What I've learned is there is no substitute for love, for good people, for God in our lives. There is no substance on this planet that can replace any of those things. The more I drank, the emptier I felt. The emptier I felt, the more I had to drink, to copulate, to turn up the volume on my life, just to numb the sense that something was very wrong. The story of the 10 lepers was sad, of course, because only one of those men who were healed returned to thank Jesus. I don't want to be like that. I want to thank Jesus right here and now for taking away the awful scourge of alcoholism from my life, for healing me during the five years that have passed since I last drank. It has been a very hard road but worth every mile.

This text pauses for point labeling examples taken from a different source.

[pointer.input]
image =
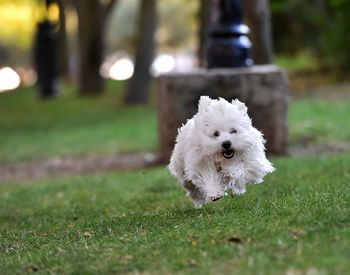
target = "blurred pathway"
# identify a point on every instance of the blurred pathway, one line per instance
(61, 166)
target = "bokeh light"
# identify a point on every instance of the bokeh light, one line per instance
(9, 79)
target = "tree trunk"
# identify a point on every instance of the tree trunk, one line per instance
(92, 16)
(62, 45)
(138, 87)
(258, 16)
(204, 22)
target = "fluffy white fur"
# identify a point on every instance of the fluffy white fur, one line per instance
(201, 163)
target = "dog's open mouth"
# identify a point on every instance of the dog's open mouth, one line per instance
(228, 154)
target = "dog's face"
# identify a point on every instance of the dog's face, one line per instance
(222, 127)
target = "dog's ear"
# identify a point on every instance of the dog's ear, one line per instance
(204, 103)
(240, 105)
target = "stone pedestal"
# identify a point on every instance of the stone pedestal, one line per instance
(264, 89)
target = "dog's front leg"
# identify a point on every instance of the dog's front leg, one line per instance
(194, 193)
(212, 186)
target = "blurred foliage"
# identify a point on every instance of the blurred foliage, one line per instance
(177, 26)
(320, 26)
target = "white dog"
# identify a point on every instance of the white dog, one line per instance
(218, 149)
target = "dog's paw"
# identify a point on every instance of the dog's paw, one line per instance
(215, 198)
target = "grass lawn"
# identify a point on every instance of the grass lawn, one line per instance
(296, 222)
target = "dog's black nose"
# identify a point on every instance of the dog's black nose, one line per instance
(226, 144)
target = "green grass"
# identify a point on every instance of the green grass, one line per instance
(298, 220)
(33, 129)
(319, 120)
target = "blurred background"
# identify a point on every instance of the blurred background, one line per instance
(96, 61)
(308, 37)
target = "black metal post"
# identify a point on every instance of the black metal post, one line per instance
(228, 44)
(45, 59)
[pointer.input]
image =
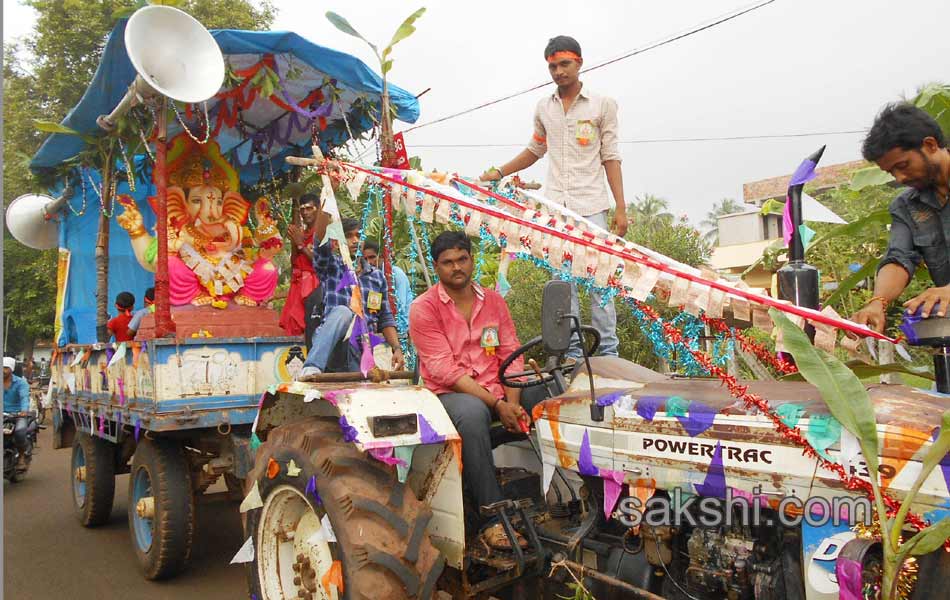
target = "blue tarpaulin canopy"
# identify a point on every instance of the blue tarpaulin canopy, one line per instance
(256, 145)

My primary destructive relationship is with myself. Like Mike Ness, I had searched and searched "to find the perfect life." But perfection is a concept that exists apart from reality. There is nothing perfect in this world and no one is perfect. We use that term flippantly. But when a perfectionist meets with failure (as I was and as I did), sometimes the reaction is to throw in the towel. To my credit, I tried to make something work far longer than I should have. I did not throw in the towel. I was a trooper. But that tendency to quit when things are imperfect is something I watch closely for in myself because I have seen it ruin many good opportunities for growth. Sometimes it's easier to console oneself with a substance than to fight through a problem and achieve a workable solution. That isn't an option for me anymore, so thank God for that!
The end of the road for so many sad people is suicide. And that's where this song ends, as well, with Ness singing to "take away this ball and chain," meaning, take away this prison of a life. It's fortunate he got healthy and put his energy into his passions because he has been a productive member of society, entertaining untold numbers of fans for many years. While I don't have those sorts of outlets in my life, I can certainly make good and do something similar.
Many times since my divorce I have felt the urge to push everyone away. And many times I have succumbed to this urge. But what I really need is to reach out to people who are good for me. And good to me. I need to build roads out of this mess, which will take time and energy. But no one ever said rebuilding one's life is easy. I am way behind so many people. I am middle-aged and so messed up, it isn't even funny. Will I ever get to where I need to be? God has shown me my race is not everyone else's race. It's me and Him and that's all that matters. Comparing my life to everyone else's is a recipe for unhappiness.
Right now, I'm just thankful I'm not in my broken down car, wishing my life away. I'm thankful I don't need a drink when I get home from work. I'm thankful I don't have to watch the clock on my days off so I don't break into the beer before noon. I'm thankful I don't schedule things around my drinking, that I don't wake up with my heart buzzing away and my mouth parched and my head shaved (and, what the hell? whose bike did I steal?) because I did it again, I drank too much. There is no more shame or humiliation. There is only freedom and a sense of gratitude. And that is a foundation to build on.